Now, other regions of the country and the world are looking at the same picture we see today – and they, too, want to become energy innovation hubs. For Massachusetts and New England to compete successfully, ideas and technology alone will not be enough. To get the magic mix that will fuel the economy we need a few more things:

  • Collaboration has been the hallmark of our era’s multi-disciplinary research advances. It will also be the key to turning energy research advances into products and companies.
  • We need to join the forces of our universities and the private so that we can make a much smoother handoff from research to development.
  • Within the private sector, we need established energy corporations and utilities to work alongside entrepreneurial tech-based firms.
  • We need a committed and engaged public sector to foster conditions that allow start-ups to mature into world-beating competitors. Here in the Boston area we have universities, capital, and entrepreneurial resources, but this area is also expensive and limited in space. We will need to work closely with other parts of our region that can offer innovators lower costs and more room to grow. We will need a regulatory environment that rewards innovation. And we will need to work together for national policies that promote the development and adoption of new energy technologies.

 

A Great and Inspiring Goal
Solving our energy challenges can become this generation's national goal, like the Apollo project's goal to reach the moon when I was growing up. The parallel between the race to the moon and the race to sustainable energy is not exact. Given the urgency of the situation, achieving a secure energy future will, indeed, call for a commitment in funding, policies, and passion comparable to the effort that led to the first lunar landing. The execution will certainly have to be different, because meeting tomorrow's energy needs is not a discrete undertaking with a single goal. It will require a broad portfolio of solutions, playing out on timetables measured over a few years to several decades.

Winning the race to the moon was a technological triumph, to be sure, but its benefits reached deep into the nation's psyche, inspiring a generation of children to believe that they could play a role in the nation's most exciting ambition and providing fuel for the nation's innovation economy.

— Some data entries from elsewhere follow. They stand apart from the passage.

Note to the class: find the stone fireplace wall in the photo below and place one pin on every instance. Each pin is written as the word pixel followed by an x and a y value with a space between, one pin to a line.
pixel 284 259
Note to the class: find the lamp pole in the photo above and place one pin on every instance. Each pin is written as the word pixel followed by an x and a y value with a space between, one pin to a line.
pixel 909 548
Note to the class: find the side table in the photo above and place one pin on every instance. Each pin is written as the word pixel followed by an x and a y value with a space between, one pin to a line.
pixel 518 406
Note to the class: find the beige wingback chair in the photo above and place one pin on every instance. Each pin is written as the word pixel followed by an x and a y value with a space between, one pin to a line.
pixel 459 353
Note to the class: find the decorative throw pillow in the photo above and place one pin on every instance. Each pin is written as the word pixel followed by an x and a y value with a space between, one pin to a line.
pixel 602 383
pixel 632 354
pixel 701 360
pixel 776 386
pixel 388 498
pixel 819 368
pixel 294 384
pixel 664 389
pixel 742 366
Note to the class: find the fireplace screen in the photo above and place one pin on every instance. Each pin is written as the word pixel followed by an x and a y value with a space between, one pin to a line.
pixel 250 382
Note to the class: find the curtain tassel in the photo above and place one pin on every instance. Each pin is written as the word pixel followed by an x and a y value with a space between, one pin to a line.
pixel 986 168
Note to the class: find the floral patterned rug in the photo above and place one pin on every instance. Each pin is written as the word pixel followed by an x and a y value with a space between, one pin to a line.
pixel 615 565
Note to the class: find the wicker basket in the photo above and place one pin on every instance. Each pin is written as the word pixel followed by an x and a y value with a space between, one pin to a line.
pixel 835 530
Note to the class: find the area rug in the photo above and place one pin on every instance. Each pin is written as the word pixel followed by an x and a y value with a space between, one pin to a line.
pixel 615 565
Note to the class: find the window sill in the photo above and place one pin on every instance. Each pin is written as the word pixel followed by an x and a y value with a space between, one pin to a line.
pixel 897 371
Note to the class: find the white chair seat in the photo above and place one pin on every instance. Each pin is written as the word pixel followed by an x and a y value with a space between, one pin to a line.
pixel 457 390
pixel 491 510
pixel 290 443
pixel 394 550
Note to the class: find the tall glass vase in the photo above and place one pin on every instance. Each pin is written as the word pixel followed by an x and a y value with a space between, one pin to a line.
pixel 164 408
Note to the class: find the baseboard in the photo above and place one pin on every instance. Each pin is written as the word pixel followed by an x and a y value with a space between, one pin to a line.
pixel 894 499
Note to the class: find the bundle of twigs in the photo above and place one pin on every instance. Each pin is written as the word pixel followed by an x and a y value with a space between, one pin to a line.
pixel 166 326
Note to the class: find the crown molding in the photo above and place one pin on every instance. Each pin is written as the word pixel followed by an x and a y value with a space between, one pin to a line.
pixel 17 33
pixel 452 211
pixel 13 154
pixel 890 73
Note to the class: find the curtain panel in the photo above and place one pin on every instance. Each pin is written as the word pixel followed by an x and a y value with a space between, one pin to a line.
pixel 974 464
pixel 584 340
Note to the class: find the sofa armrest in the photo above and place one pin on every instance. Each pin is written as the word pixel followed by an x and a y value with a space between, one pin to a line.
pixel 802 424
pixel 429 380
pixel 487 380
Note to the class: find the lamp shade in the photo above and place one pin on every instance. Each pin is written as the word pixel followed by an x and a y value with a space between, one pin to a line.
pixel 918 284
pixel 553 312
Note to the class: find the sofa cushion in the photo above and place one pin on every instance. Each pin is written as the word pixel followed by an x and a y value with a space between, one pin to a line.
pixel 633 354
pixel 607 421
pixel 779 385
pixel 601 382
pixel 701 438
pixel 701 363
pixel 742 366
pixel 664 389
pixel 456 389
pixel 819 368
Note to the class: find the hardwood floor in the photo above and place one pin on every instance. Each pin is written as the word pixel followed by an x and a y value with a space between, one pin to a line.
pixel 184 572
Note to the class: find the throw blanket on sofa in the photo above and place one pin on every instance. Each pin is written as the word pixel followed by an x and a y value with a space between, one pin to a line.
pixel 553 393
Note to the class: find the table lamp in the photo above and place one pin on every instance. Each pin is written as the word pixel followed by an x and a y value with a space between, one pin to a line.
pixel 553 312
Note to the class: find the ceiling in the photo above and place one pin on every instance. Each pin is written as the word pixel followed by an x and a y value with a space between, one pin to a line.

The Apollo program demonstrated the tremendous power that is unleashed when science and technology, business, and the public sector work in tandem in pursuit of a great and inspiring goal. Today, our nation hungers for a similar inspiration, one that will fuel our innovation economy, and one that will draw our school children toward science, mathematics, and technology.

Providing clean, reliable energy supplies to meet the needs of the developed and developing worlds is just such a goal. And it is my hope that Massachusetts, and the New England region, will play a central role in meeting those needs in the decades ahead. In fact, our future economic success could depend on it.